DAL DEMOLITORE AL TRIONFO
Con la "vecchia" Ducati Panigale V4 R, con uno dei due esemplari completamente ricostruiti dopo lo schianto dei test di SUGO 2025, Ryo Mizuno ha vinto entrambe le gare, portando a tre il numero di successi nelle tre corse finora disputati
dopo il round inaugurale vissuto a Motegi. Come nella pregressa circostanza, l'alfiere del SDG-Ducati Team Kagayama non ha incontrato rivali: scorribande iniziali a parte con intromissioni là davanti di Tetsuta Nagashima (sul podio di Gara 2) e del Re dell'All Japan Katsuyuki Nakasuga (due volte 2° con Yamaha Factory), ha preso il largo lasciando SUGO a punteggio pieno al comando della classifica di campionato.
DUCATI VERSO UN TITOLO STORICO
I valori in campo sono netti in questo primo scorcio di stagione della Superbike nipponica. Al terzo anno del progetto, Ryo Mizuno con la Ducati schierata dal team di Yukio Kagayama sembra inavvicinabile. Sul salitone verso il traguardo di SUGO la V4 R è parsa un missile, con gli avversari che nulla hanno potuto nei confronti dell'ex Campione J-GP2. Katsuyuki Nakasuga, alla sua ultima stagione in carriera ed omaggiato nel weekend di casa dell'azienda dal Presidente Yamaha, non ha potuto farci nulla nelle due gare. L'unico potenziale avversario, Naomichi Uramoto, quest'anno non corre, in quanto il team AutoRace Ube ha intrapreso un'avventura a tempo pieno nel Mondiale Endurance FIM EWC.

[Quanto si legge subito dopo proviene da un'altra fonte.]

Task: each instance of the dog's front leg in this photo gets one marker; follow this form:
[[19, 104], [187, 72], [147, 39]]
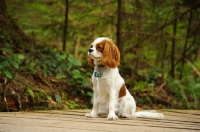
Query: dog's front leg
[[93, 113], [112, 104]]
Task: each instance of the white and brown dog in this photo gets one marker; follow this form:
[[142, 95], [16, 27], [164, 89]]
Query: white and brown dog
[[111, 97]]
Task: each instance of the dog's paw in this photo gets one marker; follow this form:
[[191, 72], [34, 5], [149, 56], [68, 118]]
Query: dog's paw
[[112, 117], [91, 115]]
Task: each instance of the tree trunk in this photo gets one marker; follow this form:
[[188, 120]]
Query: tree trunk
[[186, 40], [10, 31], [65, 25], [173, 45], [119, 27]]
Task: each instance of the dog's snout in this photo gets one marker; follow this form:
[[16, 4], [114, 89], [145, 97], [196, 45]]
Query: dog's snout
[[90, 50]]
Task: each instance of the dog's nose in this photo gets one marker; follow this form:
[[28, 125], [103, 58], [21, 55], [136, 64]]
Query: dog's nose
[[90, 50]]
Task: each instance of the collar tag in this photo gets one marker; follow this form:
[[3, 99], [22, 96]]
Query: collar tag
[[98, 74]]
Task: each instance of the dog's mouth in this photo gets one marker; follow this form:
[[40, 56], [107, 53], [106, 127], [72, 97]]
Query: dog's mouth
[[96, 58]]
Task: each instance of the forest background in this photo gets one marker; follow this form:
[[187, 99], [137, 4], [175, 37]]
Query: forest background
[[44, 44]]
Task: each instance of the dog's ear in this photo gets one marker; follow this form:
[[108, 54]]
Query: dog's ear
[[90, 61], [110, 55]]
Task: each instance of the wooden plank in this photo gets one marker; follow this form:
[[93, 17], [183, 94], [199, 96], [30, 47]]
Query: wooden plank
[[74, 120]]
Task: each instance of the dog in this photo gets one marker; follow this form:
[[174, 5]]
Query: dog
[[110, 95]]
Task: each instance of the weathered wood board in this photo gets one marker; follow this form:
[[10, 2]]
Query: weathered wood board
[[75, 121]]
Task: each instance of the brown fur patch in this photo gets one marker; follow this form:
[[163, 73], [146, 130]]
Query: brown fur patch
[[122, 91]]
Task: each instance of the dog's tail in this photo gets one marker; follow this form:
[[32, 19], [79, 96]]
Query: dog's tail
[[149, 114]]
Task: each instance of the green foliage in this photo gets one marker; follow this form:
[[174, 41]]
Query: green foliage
[[9, 61], [186, 91]]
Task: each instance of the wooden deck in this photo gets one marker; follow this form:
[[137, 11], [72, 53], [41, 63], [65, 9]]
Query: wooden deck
[[75, 121]]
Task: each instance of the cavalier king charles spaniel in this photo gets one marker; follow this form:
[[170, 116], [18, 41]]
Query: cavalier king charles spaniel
[[111, 97]]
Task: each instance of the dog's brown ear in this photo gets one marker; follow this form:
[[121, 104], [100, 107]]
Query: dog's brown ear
[[110, 55], [90, 61]]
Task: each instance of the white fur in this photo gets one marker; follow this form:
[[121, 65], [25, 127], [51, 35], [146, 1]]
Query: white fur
[[106, 91]]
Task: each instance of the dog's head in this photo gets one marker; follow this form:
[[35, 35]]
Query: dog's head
[[105, 52]]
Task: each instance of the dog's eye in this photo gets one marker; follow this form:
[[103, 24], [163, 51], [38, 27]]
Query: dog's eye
[[98, 47]]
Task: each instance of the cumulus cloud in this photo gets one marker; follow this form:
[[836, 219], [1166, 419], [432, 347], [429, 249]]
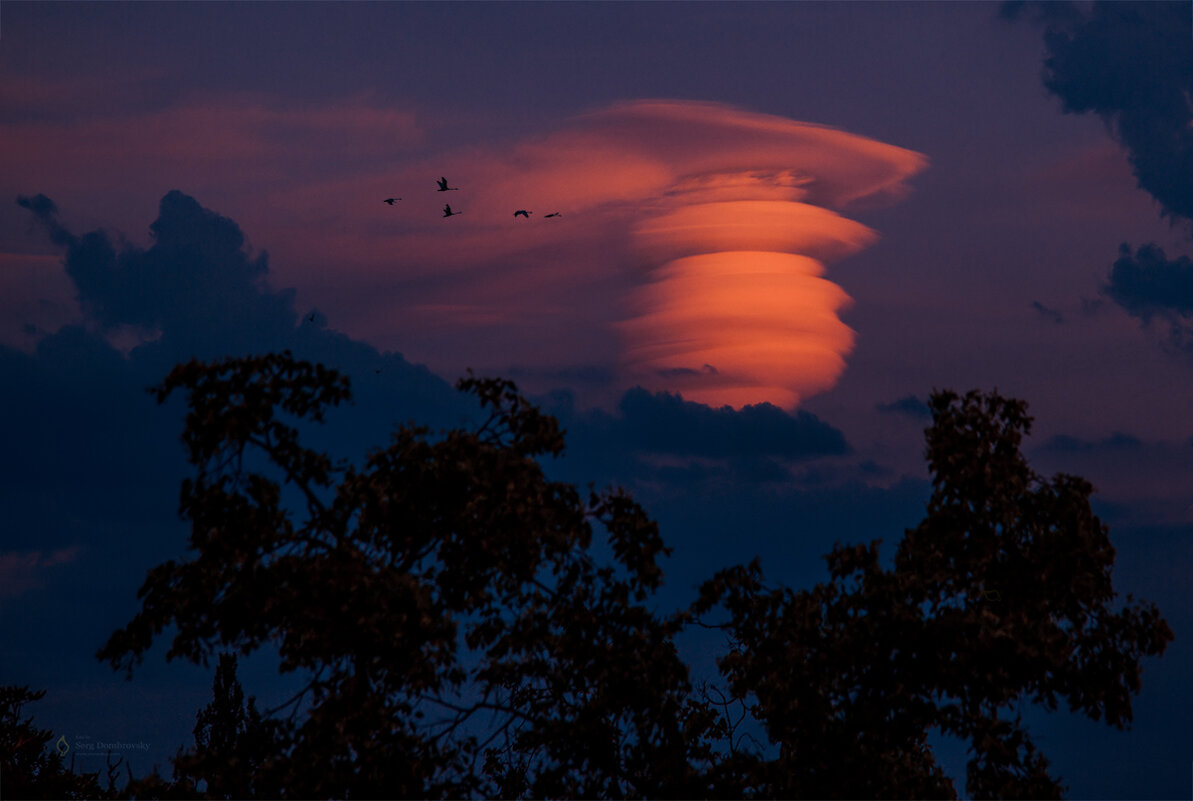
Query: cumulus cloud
[[640, 185], [1150, 287], [666, 423]]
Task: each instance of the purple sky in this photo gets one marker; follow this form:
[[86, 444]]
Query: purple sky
[[989, 269]]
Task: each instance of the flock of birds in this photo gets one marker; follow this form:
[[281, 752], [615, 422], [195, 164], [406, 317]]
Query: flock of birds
[[449, 213]]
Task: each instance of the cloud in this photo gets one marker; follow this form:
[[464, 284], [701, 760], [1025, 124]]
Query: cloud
[[19, 572], [1048, 313], [1132, 65], [909, 406], [666, 423], [735, 308], [1149, 285], [662, 439], [1067, 444], [640, 186]]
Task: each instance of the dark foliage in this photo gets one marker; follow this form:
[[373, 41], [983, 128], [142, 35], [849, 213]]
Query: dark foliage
[[463, 639]]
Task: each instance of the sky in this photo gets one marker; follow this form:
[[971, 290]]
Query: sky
[[779, 227]]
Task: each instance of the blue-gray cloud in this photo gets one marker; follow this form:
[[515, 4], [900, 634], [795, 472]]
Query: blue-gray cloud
[[1153, 288], [908, 405], [1131, 63], [1048, 313]]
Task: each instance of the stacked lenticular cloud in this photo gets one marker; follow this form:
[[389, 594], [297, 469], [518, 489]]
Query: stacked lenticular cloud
[[734, 308]]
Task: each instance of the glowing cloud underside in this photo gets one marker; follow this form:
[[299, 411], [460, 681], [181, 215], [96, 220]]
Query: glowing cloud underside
[[734, 308]]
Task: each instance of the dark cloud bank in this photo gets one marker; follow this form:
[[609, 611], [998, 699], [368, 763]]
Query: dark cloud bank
[[1131, 63]]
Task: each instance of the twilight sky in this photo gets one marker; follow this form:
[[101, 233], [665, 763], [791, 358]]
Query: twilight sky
[[829, 208]]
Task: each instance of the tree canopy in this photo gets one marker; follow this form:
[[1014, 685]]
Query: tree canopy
[[462, 635]]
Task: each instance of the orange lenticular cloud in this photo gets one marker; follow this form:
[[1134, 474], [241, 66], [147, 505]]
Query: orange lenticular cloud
[[734, 308]]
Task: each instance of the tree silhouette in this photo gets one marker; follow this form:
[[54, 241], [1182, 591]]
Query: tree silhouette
[[232, 749], [26, 770], [462, 638], [432, 548], [850, 676]]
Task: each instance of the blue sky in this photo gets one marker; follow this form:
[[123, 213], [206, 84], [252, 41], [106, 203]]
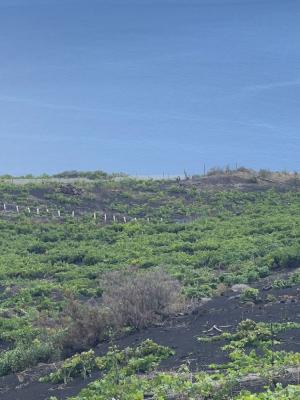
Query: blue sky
[[149, 86]]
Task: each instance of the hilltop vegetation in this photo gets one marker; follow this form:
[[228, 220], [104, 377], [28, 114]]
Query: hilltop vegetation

MAI UNA MOTO EUROPEA IN TRIONFO
Fino al 2024 Ducati non aveva conquistato nemmeno una vittoria nell'All Japan Superbike. Dopo i primi successi, una pole ed un podio sfiorati alla 8 ore di Suzuka 2024, adesso ci sono tutti i presupposti per colmare questo vuoto nel palmares di Borgo Panigale. Una moto europea che vince in casa dei colossi giapponesi già di per sé sarebbe un fatto storico e senza precedenti nella storia del motociclismo del Sol Levante.